📜 ⬆️ ⬇️

MonCaché - implementation of the MongoDB API based on InterSystems Caché


IDEA


The idea of ​​the project is to try to implement the basic functions of the MongoDB API to search, save, update and delete documents so that you can use InterSystems Caché without changing the client code instead of MongoDB.

MOTIVATION


Perhaps if you take the MongoDB interface and use InterSystems Caché as a data warehouse, you can get some performance gain.

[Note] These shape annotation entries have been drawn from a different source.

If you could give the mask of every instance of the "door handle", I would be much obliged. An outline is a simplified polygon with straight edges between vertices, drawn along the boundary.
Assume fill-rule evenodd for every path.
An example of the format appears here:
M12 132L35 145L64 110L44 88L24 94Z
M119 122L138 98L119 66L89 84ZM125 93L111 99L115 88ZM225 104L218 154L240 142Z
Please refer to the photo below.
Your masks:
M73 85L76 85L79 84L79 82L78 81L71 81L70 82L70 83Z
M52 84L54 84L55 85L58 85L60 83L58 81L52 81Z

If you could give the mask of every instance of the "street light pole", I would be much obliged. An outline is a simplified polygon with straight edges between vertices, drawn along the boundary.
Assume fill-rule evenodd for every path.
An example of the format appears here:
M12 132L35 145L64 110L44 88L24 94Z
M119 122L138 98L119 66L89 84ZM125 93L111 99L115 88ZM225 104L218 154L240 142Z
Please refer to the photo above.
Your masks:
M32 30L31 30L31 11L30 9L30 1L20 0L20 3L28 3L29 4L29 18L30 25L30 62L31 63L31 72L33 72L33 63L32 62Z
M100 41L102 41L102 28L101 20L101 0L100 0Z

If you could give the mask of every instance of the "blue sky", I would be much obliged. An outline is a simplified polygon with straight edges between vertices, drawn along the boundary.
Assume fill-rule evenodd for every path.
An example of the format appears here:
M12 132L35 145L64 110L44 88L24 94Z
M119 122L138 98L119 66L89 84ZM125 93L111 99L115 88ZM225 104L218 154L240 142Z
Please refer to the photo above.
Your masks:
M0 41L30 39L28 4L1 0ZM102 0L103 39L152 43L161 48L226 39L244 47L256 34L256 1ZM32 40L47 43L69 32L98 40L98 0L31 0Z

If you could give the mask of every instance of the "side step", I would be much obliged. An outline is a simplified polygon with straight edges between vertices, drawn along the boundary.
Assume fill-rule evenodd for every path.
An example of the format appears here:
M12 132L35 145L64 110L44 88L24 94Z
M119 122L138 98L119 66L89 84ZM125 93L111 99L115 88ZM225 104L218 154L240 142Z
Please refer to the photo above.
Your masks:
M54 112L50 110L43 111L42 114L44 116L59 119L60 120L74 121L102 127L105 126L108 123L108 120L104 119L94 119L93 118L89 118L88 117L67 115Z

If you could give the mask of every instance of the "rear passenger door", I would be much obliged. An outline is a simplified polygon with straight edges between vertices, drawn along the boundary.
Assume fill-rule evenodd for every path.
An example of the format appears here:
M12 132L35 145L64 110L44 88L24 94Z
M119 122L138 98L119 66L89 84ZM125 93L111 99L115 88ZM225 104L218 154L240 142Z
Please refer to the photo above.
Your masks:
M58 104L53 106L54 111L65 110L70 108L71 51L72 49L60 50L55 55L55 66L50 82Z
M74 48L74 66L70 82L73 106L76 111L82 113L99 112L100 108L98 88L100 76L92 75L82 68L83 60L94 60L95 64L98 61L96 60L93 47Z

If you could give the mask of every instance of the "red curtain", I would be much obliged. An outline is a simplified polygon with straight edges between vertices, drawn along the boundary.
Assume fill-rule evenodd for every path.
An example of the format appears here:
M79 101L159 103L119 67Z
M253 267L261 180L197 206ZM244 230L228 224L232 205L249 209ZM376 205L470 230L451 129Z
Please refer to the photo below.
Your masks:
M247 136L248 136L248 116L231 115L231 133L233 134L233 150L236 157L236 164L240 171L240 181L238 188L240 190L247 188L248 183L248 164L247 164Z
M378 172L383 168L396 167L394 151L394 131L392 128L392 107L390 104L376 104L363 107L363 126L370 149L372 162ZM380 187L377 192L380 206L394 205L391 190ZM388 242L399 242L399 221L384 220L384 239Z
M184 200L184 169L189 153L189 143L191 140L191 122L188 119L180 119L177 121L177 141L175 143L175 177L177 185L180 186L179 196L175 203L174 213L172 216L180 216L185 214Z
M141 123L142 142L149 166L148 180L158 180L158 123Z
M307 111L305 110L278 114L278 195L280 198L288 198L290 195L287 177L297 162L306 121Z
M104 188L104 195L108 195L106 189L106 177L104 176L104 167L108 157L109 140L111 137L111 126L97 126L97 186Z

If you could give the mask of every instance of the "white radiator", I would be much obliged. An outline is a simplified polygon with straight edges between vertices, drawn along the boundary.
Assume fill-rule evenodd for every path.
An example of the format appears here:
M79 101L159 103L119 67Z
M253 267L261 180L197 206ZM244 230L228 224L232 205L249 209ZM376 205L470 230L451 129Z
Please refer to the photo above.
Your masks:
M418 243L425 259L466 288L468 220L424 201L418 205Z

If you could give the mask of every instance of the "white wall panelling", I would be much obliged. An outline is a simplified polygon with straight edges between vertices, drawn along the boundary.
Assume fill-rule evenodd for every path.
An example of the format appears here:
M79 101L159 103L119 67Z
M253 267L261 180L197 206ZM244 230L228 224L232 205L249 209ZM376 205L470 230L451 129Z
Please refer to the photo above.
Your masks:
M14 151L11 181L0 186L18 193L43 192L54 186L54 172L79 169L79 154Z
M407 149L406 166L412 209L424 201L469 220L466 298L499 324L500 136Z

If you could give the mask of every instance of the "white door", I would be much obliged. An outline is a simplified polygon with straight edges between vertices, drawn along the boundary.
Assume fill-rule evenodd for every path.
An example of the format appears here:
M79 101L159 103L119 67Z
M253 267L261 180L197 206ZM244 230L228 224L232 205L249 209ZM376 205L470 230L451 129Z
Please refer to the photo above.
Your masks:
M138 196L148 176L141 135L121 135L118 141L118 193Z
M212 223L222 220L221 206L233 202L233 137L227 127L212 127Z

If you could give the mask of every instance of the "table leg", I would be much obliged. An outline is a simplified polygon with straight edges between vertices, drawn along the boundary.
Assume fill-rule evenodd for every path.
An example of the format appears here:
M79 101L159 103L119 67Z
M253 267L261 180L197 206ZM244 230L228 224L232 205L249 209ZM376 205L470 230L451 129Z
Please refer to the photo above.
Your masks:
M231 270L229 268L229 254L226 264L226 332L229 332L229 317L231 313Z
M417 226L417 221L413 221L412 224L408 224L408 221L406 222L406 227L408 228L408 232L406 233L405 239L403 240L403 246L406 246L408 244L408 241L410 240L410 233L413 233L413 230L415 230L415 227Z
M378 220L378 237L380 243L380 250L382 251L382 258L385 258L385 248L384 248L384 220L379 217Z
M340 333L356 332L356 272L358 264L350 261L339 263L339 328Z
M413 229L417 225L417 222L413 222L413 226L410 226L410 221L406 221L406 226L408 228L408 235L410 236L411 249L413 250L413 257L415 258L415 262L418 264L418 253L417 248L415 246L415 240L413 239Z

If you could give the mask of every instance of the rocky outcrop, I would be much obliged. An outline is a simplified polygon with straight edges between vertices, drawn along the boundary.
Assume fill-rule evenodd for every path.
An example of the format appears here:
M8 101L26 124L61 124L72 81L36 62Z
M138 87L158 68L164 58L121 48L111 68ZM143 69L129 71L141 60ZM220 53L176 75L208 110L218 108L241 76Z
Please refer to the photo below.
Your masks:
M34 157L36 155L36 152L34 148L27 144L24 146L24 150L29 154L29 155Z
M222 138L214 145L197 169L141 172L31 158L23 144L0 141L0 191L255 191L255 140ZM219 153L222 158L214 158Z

Well, why not ?! ¯ \ _ (ツ) _ / ¯

LIMITATIONS


Within the framework of the research project, several simplifications were made:
- only primitive data types are used :
- null, boolean, number, string, array, object, ObjectId;
- client code works with MongoDB through the MongoDB driver;
- client code uses MongoDB Node.js driver;
- client code uses only the basic MongoDB API functions:
- find , findOne - search for documents;
- save , insert - save documents;
- update - update documents;
- remove - delete documents;
- count - counting documents.
')

REALIZATION


As a result, the task was divided into the following subtasks:
- play the MongoDB Node.js driver interface using the selected basic functions;
- implement this interface using as a data warehouse - InterSystems Caché:
- develop a database presentation scheme in Caché;
- develop a scheme for the presentation of collections in Caché;
- develop a scheme for the submission of documents in Caché;
- develop a scheme for interaction with Caché using Node.js;
- implement the developed schemes and test a little . :)

IMPLEMENTATION DETAILS


There were no special difficulties with the first subtask, so I will go straight to the subtask of the implementation of the interface.

MongoDB defines the database as a physical container for collections . And the collection as a set of documents . And finally, the document as a data set. The document is similar to a JSON document, but with a large number of valid types - BSON .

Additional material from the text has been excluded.